I am using the following versions: dask 2021.9.1 dask-cloudprovider 2021.9.0
Thank you
I'm surprised that security=False
doesn't resolve this for you, that is the current workaround for this problem.
Could you check your Dask config to see if you can identify why it is so large?
import dask.config
print(dask.config.config)
@jacobtomlinson - I see what mistake I made. You pointed me in the right direction. When I first saw this error, I found this ticket. In the same repl session, I tried passing in the security=False and saw this error. In a fresh session, if you start with security=False, this works! Your comment above about Restarting your Python process or notebook kernel will clear out any cached certs makes sense now.
Thank you!
Is there a longer-term solution that does not include setting security=False
? IMO, that's not a production-grade configuration since it leaves connections to the scheduler and workers susceptible to MITM attacks.
It's been quite a while since there has been any discussion in this issue and https://github.com/dask/distributed/pull/4465 does not seem like it's getting any traction for an issue that seems to me to be quite important. Unless I'm overlooking something and the recommended setup (w.r.t. security best practices) looks different...
We enabled security=True
by default because other default behaviour can cause your cluster to be exposed to the internet. However, Dask is typically deployed with security=False
and folks use network-level security to secure their clusters, so I'd push back against this not being a production-grade workaround. For example, on Kubernetes you would use a service like Istio to handle this at the network layer.

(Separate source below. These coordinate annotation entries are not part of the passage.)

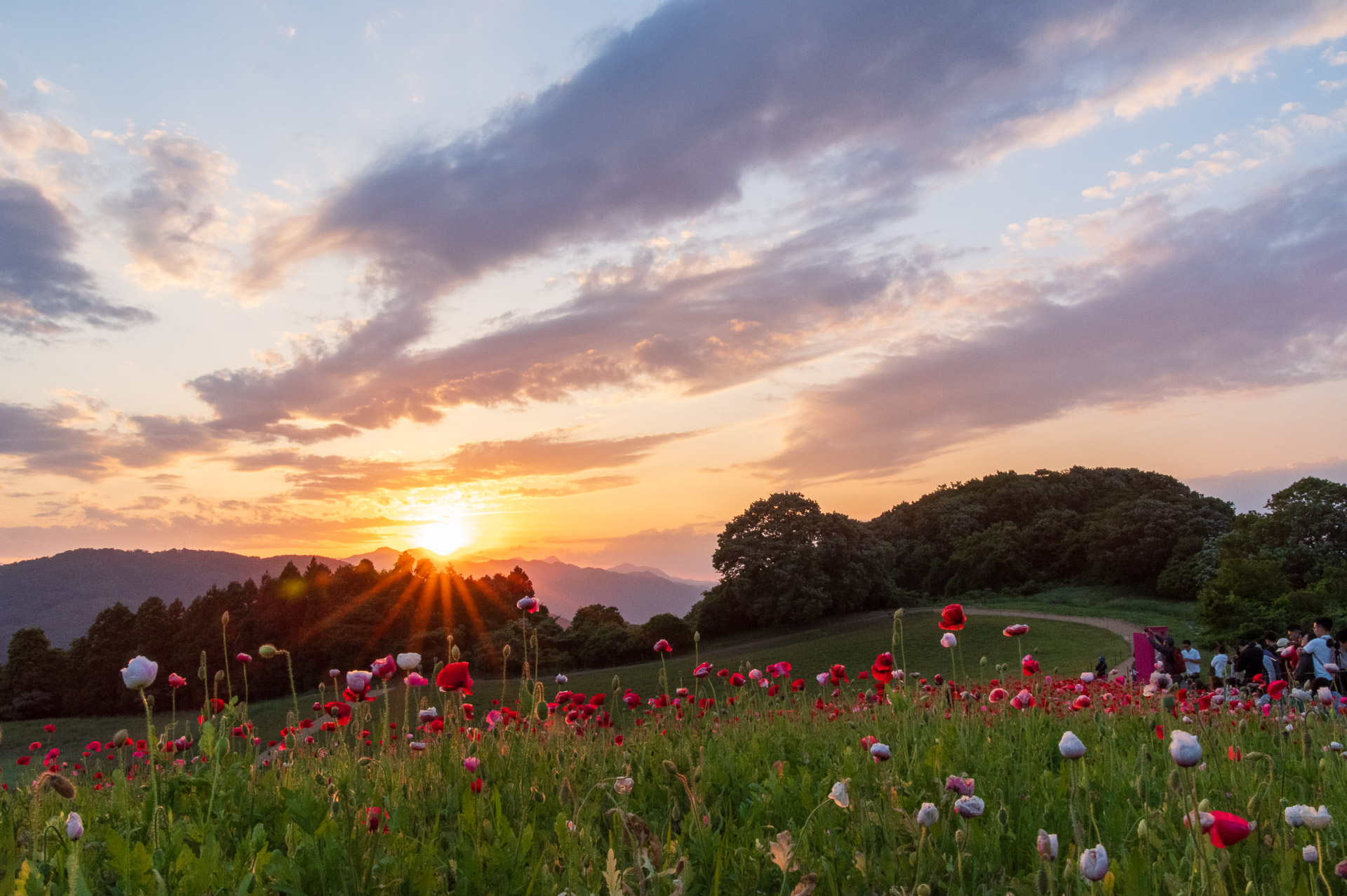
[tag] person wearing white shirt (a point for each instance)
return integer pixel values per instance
(1219, 666)
(1191, 659)
(1322, 650)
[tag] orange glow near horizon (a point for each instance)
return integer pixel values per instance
(443, 537)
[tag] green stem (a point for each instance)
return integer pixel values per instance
(224, 638)
(150, 749)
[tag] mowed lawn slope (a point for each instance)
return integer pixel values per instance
(1063, 648)
(1067, 647)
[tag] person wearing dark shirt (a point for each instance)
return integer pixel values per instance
(1168, 654)
(1249, 662)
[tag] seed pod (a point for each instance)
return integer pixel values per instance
(60, 783)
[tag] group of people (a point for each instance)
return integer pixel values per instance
(1308, 659)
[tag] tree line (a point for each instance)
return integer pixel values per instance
(782, 562)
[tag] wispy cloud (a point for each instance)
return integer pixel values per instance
(667, 121)
(1215, 301)
(43, 291)
(174, 227)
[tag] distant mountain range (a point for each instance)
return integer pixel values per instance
(62, 593)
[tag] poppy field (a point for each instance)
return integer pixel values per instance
(721, 779)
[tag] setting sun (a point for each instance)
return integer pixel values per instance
(443, 537)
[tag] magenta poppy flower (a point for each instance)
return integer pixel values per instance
(960, 786)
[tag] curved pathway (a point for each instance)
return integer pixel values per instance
(1118, 627)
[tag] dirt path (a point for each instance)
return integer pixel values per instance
(1118, 627)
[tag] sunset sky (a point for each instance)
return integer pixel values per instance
(589, 278)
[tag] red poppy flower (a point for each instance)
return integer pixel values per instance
(386, 667)
(338, 710)
(1228, 830)
(455, 678)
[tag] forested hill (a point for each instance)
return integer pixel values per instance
(786, 561)
(1104, 526)
(64, 593)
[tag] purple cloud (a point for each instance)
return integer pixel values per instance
(859, 101)
(1215, 301)
(42, 290)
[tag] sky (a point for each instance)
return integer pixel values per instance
(587, 279)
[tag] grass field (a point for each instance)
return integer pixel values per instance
(1104, 600)
(852, 641)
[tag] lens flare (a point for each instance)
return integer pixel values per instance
(443, 537)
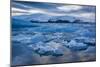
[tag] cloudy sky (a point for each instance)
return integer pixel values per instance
(52, 9)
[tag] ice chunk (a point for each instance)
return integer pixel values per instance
(73, 45)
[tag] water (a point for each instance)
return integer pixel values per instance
(53, 43)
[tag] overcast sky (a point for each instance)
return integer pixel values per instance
(52, 9)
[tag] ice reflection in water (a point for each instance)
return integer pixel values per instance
(53, 43)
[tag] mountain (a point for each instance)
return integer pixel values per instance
(35, 17)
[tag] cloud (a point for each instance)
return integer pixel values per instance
(69, 8)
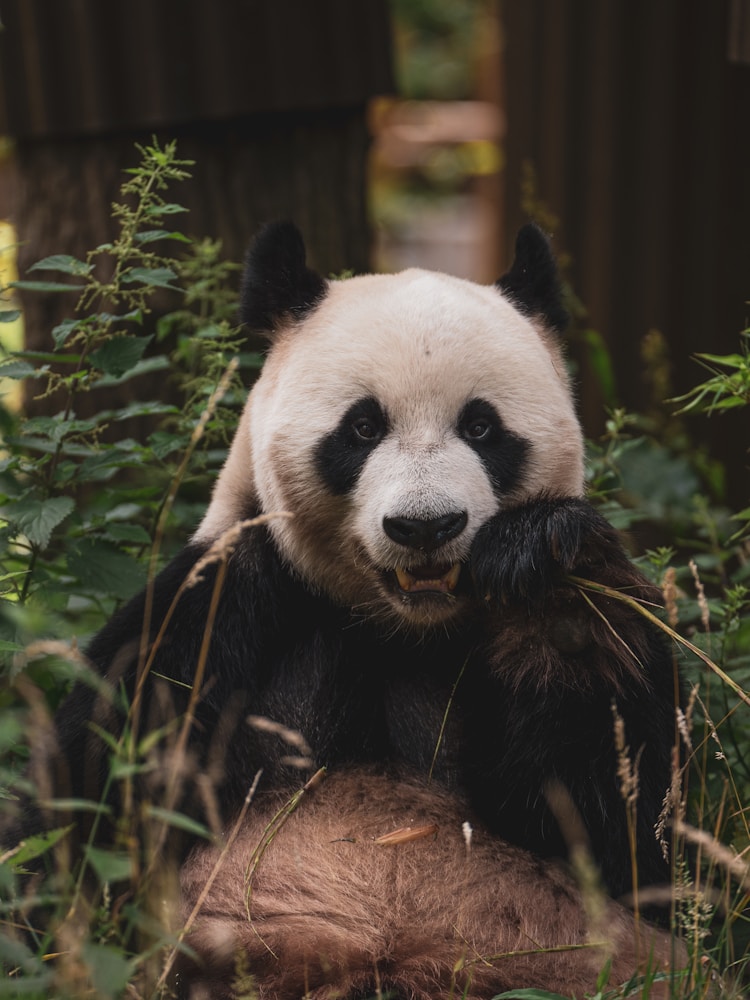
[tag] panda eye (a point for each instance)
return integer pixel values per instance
(366, 429)
(479, 423)
(478, 430)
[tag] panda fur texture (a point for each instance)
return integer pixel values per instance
(413, 615)
(372, 887)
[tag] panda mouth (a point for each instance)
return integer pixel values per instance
(440, 578)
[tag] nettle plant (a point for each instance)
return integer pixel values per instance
(88, 511)
(81, 500)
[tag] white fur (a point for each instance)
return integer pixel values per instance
(423, 344)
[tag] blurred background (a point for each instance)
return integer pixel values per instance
(417, 132)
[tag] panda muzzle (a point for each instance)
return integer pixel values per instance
(440, 578)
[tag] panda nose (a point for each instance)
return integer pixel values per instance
(425, 535)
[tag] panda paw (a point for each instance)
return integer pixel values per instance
(525, 552)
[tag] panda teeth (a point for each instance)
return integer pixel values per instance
(429, 578)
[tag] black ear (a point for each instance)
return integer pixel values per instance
(277, 285)
(533, 283)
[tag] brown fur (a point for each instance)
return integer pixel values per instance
(328, 913)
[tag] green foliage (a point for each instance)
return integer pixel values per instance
(80, 499)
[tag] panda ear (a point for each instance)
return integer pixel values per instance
(277, 285)
(533, 283)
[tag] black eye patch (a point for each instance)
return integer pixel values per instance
(503, 453)
(340, 456)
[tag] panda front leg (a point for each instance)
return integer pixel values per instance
(558, 670)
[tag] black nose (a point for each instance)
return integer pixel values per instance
(426, 535)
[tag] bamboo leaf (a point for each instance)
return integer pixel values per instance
(63, 263)
(118, 355)
(37, 519)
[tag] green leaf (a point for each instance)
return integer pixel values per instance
(37, 519)
(162, 443)
(156, 363)
(152, 235)
(64, 263)
(110, 866)
(44, 286)
(155, 277)
(35, 847)
(62, 331)
(103, 569)
(165, 209)
(133, 534)
(119, 355)
(78, 805)
(18, 369)
(110, 970)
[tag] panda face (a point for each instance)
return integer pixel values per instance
(392, 422)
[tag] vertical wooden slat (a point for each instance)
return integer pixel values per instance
(637, 126)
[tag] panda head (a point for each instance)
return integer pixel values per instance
(394, 416)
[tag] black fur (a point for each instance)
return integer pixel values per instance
(340, 456)
(503, 453)
(277, 284)
(533, 284)
(523, 553)
(360, 695)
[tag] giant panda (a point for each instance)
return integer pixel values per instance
(385, 569)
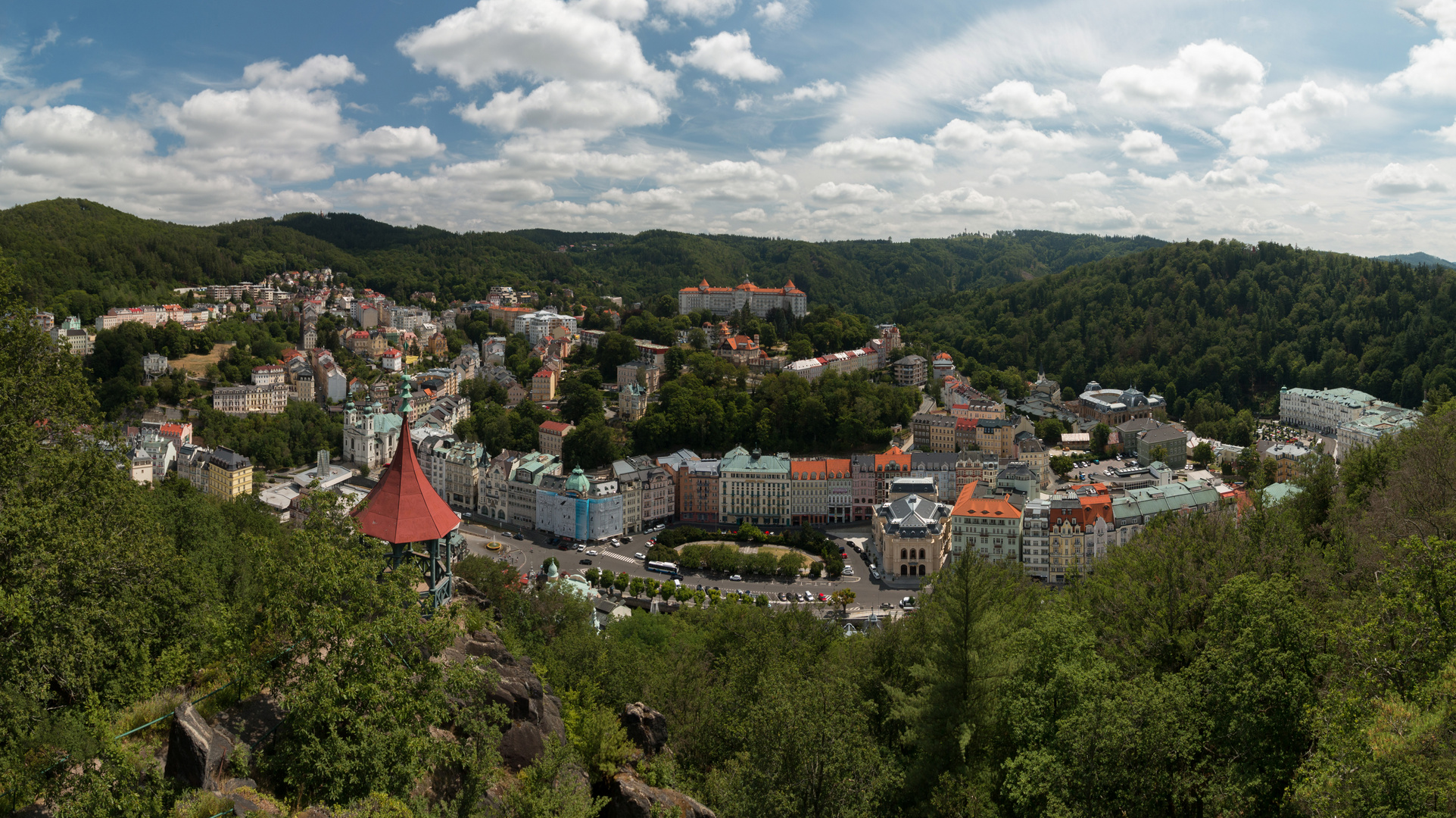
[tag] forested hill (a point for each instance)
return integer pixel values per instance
(1227, 322)
(1417, 260)
(69, 245)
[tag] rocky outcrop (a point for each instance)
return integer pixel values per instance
(645, 726)
(533, 710)
(632, 798)
(195, 751)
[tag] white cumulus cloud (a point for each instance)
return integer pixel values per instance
(728, 55)
(276, 129)
(890, 153)
(590, 69)
(1397, 180)
(588, 107)
(1279, 127)
(845, 192)
(727, 180)
(1021, 101)
(538, 39)
(625, 11)
(1146, 148)
(1205, 74)
(391, 146)
(705, 11)
(959, 201)
(1009, 143)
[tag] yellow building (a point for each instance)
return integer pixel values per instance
(229, 475)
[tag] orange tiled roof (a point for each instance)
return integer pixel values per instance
(968, 505)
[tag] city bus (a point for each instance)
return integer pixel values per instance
(670, 568)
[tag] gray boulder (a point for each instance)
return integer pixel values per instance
(645, 726)
(195, 751)
(632, 798)
(535, 712)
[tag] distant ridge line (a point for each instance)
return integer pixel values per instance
(1417, 260)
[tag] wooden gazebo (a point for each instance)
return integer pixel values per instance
(405, 511)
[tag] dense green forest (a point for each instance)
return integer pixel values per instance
(1224, 323)
(1290, 660)
(69, 248)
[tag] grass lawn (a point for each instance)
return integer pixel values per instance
(198, 364)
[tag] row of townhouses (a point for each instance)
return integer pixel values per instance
(1352, 417)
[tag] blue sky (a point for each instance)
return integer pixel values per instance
(1328, 126)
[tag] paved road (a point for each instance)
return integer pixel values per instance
(532, 552)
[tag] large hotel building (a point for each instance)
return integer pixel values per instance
(727, 300)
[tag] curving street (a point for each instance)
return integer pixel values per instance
(530, 552)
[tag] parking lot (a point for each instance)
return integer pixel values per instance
(533, 548)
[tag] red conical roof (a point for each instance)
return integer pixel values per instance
(402, 507)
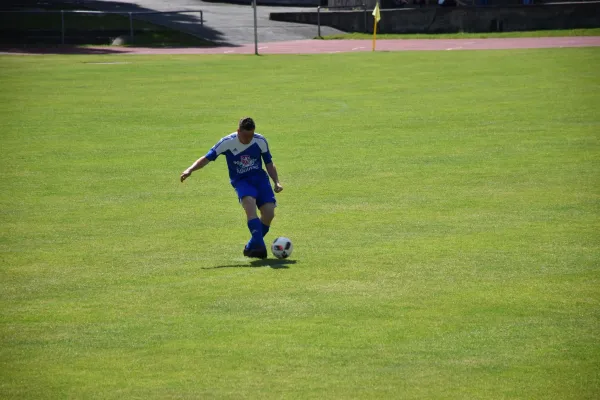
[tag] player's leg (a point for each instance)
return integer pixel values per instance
(254, 224)
(247, 195)
(267, 213)
(266, 203)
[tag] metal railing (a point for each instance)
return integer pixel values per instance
(131, 14)
(351, 8)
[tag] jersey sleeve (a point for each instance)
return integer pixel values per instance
(264, 151)
(217, 149)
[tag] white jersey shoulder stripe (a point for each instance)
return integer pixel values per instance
(262, 142)
(227, 143)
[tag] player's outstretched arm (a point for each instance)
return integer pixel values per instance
(199, 163)
(272, 171)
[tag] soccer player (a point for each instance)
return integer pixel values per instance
(243, 151)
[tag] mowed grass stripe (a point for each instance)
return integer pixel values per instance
(443, 208)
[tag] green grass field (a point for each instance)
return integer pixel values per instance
(469, 35)
(444, 208)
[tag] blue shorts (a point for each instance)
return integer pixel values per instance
(257, 186)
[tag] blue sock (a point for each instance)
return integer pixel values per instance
(265, 229)
(255, 228)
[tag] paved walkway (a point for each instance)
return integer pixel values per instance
(335, 46)
(225, 24)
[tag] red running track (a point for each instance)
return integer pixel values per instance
(334, 46)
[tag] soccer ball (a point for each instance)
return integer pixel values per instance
(282, 247)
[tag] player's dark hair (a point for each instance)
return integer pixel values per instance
(247, 124)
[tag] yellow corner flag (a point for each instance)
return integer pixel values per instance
(376, 18)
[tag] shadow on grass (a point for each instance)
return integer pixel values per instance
(269, 262)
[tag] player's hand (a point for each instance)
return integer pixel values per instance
(185, 174)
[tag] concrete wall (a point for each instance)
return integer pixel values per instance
(293, 3)
(389, 4)
(458, 19)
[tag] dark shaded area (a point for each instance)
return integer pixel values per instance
(29, 26)
(269, 262)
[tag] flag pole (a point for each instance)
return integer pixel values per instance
(374, 34)
(255, 29)
(376, 18)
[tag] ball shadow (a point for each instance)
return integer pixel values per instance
(268, 262)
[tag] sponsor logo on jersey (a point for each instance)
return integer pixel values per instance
(245, 164)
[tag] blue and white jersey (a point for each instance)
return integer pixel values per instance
(243, 160)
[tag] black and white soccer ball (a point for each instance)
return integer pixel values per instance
(282, 247)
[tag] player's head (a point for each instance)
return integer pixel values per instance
(246, 130)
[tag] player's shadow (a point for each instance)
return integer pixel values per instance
(269, 262)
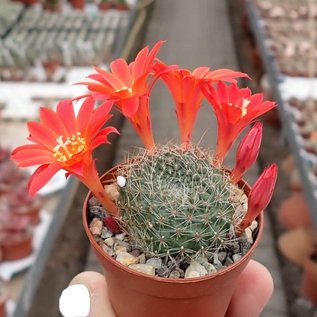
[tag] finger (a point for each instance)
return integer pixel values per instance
(98, 295)
(255, 287)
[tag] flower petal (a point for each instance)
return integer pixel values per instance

I totally agree though this it's an unpleasant workaround and if there is a strong desire by the community to resolve this then I'm all for it. Do you have thoughts on a long term solution?
It seems there is a 16kb limit on the amount of user_data that can be passed to an EC2 instance when starting up.
We serialize the local Dask config and pass it to the scheduler and workers via the user_data.
https://github.com/dask/dask-cloudprovider/blob/da454827b88c2f0f0d06af07e02d5d1580a4c366/dask_cloudprovider/generic/vmcluster.py#L33-L35
Depending on what config the user has locally this can tip us over the limit and result in the AWS API rejecting the instance creation call.